Tokenizer Alignment#

The hosted chat smoke path in tiny_chat.yaml does not require a tokenizer override. Tokenizer alignment becomes important when you run log-probability tasks such as HellaSwag or other tasks that score candidate continuations by token likelihood.

Where The Tokenizer Lives#

Tokenizer settings live under:

evaluation.nemo_evaluator_config.config.params.extra.tokenizer
evaluation.nemo_evaluator_config.config.params.extra.tokenizer_backend

The default.yaml config sets the tokenizer to ${deployment.checkpoint_path}/tokenizer, which matches the Megatron Bridge checkpoint path when that checkpoint contains a tokenizer subdirectory.

Why It Must Match#

Log-probability tasks ask the endpoint to score candidate token sequences.

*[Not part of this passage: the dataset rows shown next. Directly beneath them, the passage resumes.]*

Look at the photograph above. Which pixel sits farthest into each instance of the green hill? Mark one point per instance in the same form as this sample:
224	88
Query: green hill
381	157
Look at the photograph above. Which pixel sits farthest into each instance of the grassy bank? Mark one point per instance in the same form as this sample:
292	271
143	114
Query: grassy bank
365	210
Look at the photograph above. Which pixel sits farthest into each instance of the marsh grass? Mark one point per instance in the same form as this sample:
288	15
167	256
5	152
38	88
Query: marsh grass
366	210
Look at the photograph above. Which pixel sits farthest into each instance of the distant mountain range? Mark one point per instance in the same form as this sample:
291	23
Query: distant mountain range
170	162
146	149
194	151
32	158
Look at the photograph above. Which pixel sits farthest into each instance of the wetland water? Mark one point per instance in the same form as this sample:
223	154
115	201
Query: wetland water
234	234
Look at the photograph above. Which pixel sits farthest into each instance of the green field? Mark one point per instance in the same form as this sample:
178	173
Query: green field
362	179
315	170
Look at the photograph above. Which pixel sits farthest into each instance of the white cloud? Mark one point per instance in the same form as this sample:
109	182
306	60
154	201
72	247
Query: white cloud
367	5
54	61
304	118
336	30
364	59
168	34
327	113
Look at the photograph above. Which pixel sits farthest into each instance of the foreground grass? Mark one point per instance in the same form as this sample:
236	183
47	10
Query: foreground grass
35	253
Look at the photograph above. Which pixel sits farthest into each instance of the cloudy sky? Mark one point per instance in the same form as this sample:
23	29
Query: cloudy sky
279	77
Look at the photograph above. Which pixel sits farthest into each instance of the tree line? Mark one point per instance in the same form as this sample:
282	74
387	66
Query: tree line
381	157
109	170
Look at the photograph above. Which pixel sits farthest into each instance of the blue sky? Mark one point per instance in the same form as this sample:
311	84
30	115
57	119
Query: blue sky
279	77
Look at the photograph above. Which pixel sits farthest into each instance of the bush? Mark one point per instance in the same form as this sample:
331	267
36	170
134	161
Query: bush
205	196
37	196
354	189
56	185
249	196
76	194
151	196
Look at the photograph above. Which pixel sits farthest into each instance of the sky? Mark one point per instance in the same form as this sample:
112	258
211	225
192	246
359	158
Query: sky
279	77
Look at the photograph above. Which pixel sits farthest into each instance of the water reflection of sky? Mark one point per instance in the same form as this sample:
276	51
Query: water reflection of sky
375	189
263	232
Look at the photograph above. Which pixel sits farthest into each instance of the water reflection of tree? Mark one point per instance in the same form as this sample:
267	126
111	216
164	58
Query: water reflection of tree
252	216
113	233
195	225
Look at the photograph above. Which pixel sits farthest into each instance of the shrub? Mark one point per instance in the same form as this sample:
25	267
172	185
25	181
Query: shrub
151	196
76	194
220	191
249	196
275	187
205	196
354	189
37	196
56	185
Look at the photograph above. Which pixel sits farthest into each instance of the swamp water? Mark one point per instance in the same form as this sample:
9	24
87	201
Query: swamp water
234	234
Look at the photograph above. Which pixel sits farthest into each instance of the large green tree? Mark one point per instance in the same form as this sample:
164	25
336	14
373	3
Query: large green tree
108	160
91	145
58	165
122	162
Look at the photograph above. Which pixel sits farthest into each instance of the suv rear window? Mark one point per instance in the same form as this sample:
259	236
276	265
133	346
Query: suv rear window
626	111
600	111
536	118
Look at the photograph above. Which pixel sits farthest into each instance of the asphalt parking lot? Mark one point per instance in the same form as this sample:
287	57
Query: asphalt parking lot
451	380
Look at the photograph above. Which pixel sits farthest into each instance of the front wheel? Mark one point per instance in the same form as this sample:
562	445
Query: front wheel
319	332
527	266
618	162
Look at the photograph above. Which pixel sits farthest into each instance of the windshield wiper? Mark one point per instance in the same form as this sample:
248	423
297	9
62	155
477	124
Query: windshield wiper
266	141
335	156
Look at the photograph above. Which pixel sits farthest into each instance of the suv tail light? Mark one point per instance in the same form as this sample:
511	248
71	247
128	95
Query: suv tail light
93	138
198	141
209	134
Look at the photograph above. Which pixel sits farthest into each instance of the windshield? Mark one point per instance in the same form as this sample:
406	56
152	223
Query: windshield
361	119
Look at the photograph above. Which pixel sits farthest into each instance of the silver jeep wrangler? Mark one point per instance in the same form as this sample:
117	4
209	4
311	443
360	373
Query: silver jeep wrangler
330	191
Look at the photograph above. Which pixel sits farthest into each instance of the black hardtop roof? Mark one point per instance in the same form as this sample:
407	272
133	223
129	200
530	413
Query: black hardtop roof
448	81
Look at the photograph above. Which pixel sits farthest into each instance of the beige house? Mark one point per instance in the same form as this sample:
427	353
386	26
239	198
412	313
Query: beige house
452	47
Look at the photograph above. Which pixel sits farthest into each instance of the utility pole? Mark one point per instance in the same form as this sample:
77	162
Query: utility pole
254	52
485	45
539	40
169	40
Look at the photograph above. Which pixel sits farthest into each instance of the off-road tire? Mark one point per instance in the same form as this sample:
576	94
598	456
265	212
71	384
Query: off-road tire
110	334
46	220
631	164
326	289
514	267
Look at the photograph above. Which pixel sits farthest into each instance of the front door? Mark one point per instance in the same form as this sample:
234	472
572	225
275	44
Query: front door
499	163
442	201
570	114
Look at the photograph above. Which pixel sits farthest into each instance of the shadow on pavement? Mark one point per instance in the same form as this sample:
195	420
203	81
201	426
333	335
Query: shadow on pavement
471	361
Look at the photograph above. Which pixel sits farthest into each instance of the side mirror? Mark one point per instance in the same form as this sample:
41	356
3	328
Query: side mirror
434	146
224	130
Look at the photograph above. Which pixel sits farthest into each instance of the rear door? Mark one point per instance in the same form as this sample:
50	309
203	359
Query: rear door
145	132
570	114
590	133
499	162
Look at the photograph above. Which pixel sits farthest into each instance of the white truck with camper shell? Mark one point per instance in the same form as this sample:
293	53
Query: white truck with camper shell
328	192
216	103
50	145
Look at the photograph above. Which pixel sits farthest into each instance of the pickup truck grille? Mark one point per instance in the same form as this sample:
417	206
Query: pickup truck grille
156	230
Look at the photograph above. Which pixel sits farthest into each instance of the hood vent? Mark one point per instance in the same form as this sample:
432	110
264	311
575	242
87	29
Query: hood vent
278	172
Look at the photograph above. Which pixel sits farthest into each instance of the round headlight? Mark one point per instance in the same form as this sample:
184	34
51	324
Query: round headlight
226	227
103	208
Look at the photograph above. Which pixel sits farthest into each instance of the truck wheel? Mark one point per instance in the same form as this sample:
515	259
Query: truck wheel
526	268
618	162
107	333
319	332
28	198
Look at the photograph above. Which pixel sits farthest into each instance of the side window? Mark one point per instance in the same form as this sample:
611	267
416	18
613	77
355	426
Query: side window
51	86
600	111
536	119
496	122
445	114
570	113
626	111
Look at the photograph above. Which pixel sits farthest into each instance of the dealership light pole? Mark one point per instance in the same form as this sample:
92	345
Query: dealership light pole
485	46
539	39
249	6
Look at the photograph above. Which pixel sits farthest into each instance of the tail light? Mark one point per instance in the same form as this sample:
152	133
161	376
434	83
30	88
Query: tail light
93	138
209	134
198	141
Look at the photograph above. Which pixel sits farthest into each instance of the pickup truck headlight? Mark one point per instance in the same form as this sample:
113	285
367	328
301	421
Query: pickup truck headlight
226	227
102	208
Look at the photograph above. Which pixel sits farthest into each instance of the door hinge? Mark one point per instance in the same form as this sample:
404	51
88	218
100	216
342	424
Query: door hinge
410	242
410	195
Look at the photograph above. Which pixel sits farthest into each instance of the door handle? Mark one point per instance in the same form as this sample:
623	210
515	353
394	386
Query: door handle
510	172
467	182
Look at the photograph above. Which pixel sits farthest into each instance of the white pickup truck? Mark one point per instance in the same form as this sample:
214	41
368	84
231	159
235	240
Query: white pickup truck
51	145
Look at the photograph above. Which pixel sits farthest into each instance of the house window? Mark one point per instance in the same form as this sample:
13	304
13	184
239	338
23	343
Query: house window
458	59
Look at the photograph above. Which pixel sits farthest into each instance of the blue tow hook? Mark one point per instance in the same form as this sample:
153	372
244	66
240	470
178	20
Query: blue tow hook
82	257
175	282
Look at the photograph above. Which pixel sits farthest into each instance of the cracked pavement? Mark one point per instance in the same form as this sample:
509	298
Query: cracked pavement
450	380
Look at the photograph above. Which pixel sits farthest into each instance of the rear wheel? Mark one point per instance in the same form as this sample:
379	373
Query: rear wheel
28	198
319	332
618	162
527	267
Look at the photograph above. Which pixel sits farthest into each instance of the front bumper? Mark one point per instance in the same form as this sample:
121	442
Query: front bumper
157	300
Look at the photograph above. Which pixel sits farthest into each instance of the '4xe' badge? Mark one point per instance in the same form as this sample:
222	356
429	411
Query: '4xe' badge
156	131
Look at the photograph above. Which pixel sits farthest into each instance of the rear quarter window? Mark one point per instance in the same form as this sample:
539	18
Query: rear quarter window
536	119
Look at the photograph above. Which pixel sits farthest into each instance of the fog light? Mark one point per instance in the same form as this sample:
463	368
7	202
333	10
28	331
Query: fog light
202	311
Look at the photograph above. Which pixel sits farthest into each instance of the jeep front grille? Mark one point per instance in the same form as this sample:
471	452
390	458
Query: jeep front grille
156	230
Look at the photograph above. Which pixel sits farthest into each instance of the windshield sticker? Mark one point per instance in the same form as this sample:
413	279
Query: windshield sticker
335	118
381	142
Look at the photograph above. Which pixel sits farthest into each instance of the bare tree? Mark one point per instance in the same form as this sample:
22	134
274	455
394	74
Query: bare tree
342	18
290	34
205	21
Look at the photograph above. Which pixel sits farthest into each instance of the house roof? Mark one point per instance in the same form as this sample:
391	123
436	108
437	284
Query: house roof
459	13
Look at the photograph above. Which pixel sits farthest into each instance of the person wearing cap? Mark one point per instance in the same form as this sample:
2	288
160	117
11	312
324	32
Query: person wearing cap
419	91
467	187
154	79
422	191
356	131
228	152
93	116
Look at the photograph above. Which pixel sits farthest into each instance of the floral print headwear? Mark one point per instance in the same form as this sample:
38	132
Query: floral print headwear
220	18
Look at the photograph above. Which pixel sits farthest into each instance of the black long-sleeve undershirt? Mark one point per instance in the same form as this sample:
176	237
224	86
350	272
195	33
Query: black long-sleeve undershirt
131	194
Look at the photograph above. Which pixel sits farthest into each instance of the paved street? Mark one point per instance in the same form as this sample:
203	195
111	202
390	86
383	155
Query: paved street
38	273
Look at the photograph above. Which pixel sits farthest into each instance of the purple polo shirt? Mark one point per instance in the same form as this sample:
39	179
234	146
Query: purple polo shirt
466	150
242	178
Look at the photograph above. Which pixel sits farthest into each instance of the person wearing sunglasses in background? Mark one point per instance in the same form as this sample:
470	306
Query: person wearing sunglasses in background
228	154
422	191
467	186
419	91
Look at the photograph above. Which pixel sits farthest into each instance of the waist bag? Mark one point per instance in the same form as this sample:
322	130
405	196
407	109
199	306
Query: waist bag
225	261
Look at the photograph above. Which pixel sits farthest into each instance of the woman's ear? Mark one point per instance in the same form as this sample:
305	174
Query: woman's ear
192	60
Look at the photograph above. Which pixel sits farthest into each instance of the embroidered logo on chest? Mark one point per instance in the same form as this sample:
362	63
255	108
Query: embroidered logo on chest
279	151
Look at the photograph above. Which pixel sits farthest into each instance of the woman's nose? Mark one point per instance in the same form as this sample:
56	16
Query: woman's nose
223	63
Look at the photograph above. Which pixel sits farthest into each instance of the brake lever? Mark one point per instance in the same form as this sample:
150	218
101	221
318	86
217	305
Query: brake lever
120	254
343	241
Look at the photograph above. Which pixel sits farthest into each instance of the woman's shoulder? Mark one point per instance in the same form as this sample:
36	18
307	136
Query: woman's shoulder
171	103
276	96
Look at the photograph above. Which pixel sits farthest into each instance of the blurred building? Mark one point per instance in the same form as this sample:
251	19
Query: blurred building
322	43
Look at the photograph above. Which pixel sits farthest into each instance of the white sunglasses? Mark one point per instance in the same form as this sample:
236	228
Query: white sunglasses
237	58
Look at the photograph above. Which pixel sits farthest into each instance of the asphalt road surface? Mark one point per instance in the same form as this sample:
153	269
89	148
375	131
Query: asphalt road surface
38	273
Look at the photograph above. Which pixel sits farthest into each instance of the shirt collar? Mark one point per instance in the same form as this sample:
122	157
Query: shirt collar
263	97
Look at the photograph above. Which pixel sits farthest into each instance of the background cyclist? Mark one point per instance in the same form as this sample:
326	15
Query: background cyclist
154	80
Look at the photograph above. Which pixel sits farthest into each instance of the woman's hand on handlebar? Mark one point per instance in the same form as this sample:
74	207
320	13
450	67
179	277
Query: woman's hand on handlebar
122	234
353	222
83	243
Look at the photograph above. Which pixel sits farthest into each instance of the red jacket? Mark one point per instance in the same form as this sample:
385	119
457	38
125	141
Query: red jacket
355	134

If the evaluator tokenizes candidates differently from the served model, the model scores the wrong token ids and the metric is not meaningful.

Accepted Shapes#

Use one of these tokenizer values when a selected task requires local tokenization:

  • A Hugging Face model id.

  • A filesystem path containing tokenizer files.

  • The tokenizer/ subdirectory inside a Megatron Bridge iter_* checkpoint.

Use huggingface for evaluation.nemo_evaluator_config.config.params.extra.tokenizer_backend unless the selected launcher task explicitly requires another backend.